The Nivien approach in a nutshell
1. Observe how Cancer cells react to initial treatment
2. Design 'Small Molecules' to block Secondary/Tertiary Escape Routes
3. Develop tailored drug combinations that integrate these blocking molecules, to combat the "evolution" of Patient's Cancer
Does this impact the cost of Cancer treatment?
Existing Cancer treatments are both complicated and costly, with the global average of treating (for instance) Pancreatic Cancer, running into roughly $62,000. A CNBC Report states that the Global Cancer Drug Market Size in 2016 was $107bn. These skyrocketing costs are merely an indicator of how difficult it is to treat Cancer with standard regimens. And it keeps getting higher as the industry mostly focuses on new drugs, rather than the ability to counter-act on the 'Escape Routes' (term coined by Nathaniel Brooks Horwitz) that are common to most Cancer cells.

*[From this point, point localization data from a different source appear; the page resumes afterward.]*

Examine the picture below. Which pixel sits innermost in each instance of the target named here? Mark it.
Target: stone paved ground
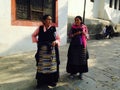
(17, 71)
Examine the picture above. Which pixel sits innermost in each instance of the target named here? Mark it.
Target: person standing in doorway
(77, 52)
(47, 55)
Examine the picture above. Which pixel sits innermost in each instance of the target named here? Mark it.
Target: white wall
(76, 7)
(107, 13)
(16, 39)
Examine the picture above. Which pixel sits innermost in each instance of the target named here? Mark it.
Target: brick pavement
(17, 71)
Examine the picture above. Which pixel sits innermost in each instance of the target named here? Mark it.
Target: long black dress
(47, 57)
(77, 55)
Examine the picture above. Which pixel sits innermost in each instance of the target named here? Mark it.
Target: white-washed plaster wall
(107, 13)
(17, 39)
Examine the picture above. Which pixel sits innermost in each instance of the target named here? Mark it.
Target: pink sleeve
(58, 39)
(34, 36)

“Cancer cells use these ‘escape routes’ to avoid the main effect of chemotherapy, which is inducing cell death. With our approach, we have a first hand view on how these escape routes evolve when a patient undergoes initial treatment.” - Nathaniel Brooks Horwitz
Nivien's approach, if applied well, can decisively bring down the costs associated with traditional Cancer treatment modalities. By strengthening existing therapies, it paves the way towards better outcomes and increased survival rates at lower dosages. However, only time (and data) will reveal the exact advantage that the Harvard duo are bringing to Cancer care.